CRITIQ: Determine the Most Variable Reflections

Authors: Richard Alden, Jim Stewart and Keith Watenpaugh

Contact: Keith Watenpaugh, Physical and Analytical Chemistry,

The Upjohn Company, Kalamazoo, MI49001, USA.

CRITIQ is used to examine multiply observed intensity data and to pick out the most variable reflections. A bdf containing replicated observations is read and a list of the reflections whose multiple observations exhibit the most variability is produced. The N most variable reflections according to each of four categories are listed. N is user specified. It is also possible to list all singly-observed reflections within a specified range of sinθ/λ.

Overview

Five different discrepancy lists are prepared; a separate compact list, in order of decreasing discrepancy, for each of the four ranking categories (see below), plus a merged list containing all ranked reflection intensities. The merged list is listed in reflection sort order. To aid editing, the merged list contains, in additon to the ranked observations, up to a specified maximum number of unranked observations for each reflection.

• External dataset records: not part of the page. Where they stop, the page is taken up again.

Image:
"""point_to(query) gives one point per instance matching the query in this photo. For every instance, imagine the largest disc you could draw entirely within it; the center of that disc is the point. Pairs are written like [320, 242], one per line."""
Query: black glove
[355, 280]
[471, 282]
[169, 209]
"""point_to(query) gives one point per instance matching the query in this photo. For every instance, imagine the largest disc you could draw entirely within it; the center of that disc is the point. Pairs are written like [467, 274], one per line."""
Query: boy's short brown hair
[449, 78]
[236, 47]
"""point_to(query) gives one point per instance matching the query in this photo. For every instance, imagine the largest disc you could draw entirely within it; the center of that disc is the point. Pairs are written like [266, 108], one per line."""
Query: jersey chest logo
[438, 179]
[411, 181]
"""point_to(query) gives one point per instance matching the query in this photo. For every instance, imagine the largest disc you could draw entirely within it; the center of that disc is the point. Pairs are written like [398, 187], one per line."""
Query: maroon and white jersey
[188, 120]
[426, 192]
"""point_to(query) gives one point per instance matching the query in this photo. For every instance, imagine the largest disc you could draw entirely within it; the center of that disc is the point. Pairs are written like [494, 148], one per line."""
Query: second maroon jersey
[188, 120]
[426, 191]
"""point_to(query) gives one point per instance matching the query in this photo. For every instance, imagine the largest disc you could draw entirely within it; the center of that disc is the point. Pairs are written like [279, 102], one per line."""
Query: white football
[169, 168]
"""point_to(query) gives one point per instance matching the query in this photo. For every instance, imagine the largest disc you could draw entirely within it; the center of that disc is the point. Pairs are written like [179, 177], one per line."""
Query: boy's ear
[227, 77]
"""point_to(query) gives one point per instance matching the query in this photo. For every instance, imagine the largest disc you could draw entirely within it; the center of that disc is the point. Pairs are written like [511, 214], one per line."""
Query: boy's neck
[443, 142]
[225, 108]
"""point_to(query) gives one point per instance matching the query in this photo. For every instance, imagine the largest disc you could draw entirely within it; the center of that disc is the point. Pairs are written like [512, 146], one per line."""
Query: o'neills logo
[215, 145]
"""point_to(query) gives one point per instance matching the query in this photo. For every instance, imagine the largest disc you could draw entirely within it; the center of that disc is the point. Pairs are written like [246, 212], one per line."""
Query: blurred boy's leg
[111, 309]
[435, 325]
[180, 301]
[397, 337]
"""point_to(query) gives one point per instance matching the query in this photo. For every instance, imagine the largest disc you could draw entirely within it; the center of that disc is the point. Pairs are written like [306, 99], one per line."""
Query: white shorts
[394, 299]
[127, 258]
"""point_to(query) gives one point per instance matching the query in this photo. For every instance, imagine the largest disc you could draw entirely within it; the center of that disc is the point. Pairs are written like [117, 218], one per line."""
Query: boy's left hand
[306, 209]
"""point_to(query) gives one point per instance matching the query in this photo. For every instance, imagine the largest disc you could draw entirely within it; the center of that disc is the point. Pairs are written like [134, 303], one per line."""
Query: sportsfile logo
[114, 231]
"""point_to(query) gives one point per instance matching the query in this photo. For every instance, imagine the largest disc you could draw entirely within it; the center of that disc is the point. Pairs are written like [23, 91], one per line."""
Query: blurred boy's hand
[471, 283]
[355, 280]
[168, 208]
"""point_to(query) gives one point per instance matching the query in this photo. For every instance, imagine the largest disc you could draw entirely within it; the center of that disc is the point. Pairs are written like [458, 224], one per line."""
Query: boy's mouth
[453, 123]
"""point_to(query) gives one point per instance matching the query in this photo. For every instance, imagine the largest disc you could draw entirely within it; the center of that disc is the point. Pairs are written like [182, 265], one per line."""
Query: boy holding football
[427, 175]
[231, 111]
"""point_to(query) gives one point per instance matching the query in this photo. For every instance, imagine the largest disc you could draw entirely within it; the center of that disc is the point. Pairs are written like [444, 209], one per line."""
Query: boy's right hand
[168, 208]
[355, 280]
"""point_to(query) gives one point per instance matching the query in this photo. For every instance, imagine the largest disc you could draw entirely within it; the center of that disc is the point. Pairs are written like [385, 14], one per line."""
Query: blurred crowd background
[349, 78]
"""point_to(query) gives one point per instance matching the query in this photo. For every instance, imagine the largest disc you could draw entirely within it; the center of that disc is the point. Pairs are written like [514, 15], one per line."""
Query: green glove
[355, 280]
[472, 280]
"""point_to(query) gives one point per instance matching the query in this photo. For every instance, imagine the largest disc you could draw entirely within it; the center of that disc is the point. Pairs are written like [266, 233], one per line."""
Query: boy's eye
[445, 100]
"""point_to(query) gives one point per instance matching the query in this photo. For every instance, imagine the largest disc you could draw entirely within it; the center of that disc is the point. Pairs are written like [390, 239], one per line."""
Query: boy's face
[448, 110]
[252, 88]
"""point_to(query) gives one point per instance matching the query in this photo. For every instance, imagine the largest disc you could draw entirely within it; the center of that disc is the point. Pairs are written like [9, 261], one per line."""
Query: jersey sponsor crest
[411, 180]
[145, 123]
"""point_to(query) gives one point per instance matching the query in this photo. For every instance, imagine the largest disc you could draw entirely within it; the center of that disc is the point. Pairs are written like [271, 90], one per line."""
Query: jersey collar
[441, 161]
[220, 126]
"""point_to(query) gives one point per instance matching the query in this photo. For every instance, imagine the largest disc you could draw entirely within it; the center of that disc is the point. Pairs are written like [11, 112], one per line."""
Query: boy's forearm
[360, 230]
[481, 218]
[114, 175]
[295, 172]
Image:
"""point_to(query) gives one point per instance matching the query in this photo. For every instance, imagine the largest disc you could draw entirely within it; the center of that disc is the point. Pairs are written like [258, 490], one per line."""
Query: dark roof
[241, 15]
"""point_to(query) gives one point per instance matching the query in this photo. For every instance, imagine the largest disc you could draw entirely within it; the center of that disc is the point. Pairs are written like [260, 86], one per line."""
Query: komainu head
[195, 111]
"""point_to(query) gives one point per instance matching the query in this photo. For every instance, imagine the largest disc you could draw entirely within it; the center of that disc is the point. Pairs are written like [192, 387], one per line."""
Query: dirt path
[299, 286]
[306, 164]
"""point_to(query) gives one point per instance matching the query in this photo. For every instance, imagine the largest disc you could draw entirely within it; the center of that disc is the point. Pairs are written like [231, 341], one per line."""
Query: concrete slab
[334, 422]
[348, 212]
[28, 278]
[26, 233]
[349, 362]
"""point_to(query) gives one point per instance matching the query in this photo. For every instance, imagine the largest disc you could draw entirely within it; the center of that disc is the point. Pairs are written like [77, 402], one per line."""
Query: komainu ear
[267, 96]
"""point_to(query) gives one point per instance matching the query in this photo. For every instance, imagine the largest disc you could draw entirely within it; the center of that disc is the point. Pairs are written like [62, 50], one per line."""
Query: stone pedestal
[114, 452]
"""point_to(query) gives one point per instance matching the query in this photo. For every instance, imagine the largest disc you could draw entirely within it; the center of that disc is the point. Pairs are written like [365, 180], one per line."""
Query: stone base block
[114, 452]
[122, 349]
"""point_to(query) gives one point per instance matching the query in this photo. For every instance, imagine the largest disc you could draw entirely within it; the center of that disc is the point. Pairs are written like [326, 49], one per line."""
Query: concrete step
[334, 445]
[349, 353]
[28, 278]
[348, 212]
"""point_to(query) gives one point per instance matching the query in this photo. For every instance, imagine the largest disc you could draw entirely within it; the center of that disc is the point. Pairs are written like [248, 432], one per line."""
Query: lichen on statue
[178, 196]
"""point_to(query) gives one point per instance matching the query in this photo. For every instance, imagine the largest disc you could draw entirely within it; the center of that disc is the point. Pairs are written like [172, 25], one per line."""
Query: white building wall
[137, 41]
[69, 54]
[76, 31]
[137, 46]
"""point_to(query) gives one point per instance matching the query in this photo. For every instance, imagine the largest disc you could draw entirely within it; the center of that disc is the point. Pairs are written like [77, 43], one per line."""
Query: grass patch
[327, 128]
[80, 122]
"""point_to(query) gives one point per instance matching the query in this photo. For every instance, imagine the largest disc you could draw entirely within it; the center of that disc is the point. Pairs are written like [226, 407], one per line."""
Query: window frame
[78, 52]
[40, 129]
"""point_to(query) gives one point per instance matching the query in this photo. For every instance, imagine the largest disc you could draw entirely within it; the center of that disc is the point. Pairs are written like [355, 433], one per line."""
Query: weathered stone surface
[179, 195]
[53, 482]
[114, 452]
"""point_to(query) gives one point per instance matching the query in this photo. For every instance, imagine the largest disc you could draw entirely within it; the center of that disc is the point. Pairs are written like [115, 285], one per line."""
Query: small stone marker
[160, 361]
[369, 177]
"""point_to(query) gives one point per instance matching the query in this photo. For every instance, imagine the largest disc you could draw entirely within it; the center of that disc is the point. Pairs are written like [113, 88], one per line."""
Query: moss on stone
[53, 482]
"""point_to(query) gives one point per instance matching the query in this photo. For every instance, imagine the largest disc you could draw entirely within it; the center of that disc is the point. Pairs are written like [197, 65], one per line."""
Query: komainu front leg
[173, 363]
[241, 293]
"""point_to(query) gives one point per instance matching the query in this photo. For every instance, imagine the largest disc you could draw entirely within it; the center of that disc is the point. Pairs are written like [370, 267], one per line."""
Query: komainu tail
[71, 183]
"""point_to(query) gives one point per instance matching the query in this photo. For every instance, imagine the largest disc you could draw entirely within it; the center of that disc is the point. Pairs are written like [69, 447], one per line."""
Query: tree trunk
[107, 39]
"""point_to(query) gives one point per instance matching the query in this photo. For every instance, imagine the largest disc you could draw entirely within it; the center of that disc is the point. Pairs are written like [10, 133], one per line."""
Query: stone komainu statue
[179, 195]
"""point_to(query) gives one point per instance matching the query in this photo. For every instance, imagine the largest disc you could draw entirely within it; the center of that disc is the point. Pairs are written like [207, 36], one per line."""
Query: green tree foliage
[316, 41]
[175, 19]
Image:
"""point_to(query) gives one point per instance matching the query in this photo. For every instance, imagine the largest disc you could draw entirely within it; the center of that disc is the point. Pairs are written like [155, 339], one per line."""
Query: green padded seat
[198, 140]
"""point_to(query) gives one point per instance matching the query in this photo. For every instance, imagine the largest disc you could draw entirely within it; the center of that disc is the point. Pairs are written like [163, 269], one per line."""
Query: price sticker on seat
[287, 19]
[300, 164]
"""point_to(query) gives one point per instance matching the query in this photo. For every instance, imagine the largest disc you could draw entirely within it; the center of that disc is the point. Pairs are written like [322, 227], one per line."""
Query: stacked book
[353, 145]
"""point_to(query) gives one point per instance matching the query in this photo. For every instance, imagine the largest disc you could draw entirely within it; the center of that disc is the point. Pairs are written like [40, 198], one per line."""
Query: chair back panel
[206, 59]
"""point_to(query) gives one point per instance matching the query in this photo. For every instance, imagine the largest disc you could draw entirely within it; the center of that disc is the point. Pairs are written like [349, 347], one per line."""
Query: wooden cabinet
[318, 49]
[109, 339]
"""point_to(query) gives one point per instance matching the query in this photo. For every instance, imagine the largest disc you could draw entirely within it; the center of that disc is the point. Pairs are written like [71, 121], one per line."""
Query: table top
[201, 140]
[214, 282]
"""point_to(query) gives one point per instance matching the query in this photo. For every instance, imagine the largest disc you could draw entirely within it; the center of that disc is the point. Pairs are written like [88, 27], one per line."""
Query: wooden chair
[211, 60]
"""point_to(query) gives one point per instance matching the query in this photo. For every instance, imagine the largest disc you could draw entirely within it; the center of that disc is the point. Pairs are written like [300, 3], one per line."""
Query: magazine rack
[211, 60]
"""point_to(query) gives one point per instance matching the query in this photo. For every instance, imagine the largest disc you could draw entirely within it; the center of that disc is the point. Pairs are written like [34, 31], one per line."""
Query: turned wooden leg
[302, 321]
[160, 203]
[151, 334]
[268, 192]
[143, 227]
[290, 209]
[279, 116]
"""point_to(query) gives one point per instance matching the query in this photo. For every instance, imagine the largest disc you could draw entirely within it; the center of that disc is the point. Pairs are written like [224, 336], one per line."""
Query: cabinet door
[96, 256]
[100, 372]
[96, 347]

The ranking categories are as follows:

1. |K*I-Y|

2. (1-Y/(K*I))2 (corresponds to the SCALE1 R-factor)

3. |K*I-Y| / σY

4. |K*I-Y| / σI

where I is the observed intensity(rel), Y is the mean intensity of a particular reflection and K is the scale constant for a particular scale group. For observations where I < 0.1, the value for category number 2 is not computed (i.e., the observation is not considered for ranking purposes in that category).

To clarify what is meant by "decreasing discrepancy" for a category, consider the observation which has the largest absolute value for the expression, K*I-Y. It will be ranked number one in category 1 above and will appear as such in the listing for that category. Of course it may also appear in one or more of the remaining three categories. This observation will also be listed in the merged set of all discrepancies under the reflection to which it belongs. All other observations for that reflection which have rankings in any of the four categories will also appear, as well as a user-specified maximum of unranked observations (if any), still for that same reflection.

File Assignments

Reads reflection data from the input archive bdf

Example

title ANALYZE NATIVE DATA AFTER INITIAL SCALING

CRITIQ 1 50

The listing will consist of the 50 largest discrepancies in each of the 4 categories with all scale group numbers and all data being involved. No singly observed reflections will be listed and Bijvoet pairs will not be considered as separate reflections. All shift numbers for which there are scale factors will be read from logical record lrrefl: of the input bdf.